I’ve watched football in Florida and the Caribbean, taking in exotic matches like Tampa Bay Rowdies v Miami Toros and St Lucia v Grenada, but the hottest conditions I’ve ever experienced were in…Kent!

Seven years ago I went to Ramsgate’s opening Kent League fixture of the season against Sevenoaks Town, when the temperature on that August weekend reached 100 degrees. I sat in the shade in the stand, buying cold drinks and seeing the printing on the cover of the programme melt before my eyes in the sizzling heat.

It wasn’t exactly chilly at Saturday’s match at Champion Hill, my second of the current season. It wasn’t far off 90 and I made a point of staying out of the sun throughout. There wasn’t an anorak in sight as around 200 spectators saw Fisher FC achieve an excellent (and probably unexpected) 2-0 win against a Millwall XI.

Their previous incarnation, ‘Fisher Athletic’, rose from regional football up to the Conference but were wound up for non-payment of taxes in 2009. Their fans resolved to reform the club as a community owned and run venture and they have just completed their first season as a newly formed club, competing in the Kent League at Step 5.

Millwall’s first team were playing at Crawley and we heard they had conceded a goal in the first couple of minutes.
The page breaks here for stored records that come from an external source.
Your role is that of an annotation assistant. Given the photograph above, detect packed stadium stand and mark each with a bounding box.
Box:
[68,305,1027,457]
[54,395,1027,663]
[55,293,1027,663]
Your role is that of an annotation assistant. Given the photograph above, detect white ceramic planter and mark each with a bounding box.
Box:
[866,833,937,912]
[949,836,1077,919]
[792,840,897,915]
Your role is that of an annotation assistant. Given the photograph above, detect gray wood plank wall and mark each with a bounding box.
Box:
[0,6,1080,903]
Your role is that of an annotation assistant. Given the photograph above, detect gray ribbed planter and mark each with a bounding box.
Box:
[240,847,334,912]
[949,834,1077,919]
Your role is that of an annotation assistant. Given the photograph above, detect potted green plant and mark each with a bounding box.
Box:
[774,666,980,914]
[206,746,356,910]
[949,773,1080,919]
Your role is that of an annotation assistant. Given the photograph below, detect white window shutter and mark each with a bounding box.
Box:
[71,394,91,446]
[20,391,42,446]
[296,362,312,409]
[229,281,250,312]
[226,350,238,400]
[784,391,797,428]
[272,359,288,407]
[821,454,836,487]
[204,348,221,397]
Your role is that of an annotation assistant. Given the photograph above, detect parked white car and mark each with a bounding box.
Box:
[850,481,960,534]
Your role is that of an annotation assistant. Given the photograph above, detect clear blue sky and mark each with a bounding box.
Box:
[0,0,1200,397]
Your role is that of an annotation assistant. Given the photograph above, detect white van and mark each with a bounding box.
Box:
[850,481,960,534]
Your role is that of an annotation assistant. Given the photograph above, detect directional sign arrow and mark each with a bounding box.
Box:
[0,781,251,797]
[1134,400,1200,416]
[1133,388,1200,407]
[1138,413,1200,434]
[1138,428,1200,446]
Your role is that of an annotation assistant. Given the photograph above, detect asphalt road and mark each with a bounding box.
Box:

The match in front of us was unusually competitive for a pre-season friendly, particularly one played in a furnace, and there was something odd about the first goal too.

In the last moments of the first half, Millwall’s ‘keeper shaped to take a goal-kick. On an instruction bawled out from the bench he tapped the ball to a team-mate just outside the box. He immediately lost possession to a Fisher striker standing right behind him.

The ‘keeper rushed out, lashed the ball against that striker and it looped into the air before bouncing gently into the net. Within five seconds the ref had blown for half-time. Predictably there were copious substitutions in the second period but the play was even more end-to-end, Fisher clinching victory with No.7’s low right-footer across the ‘keeper and into the far corner.

One of the assistant referees wore a baseball cap. It made sense.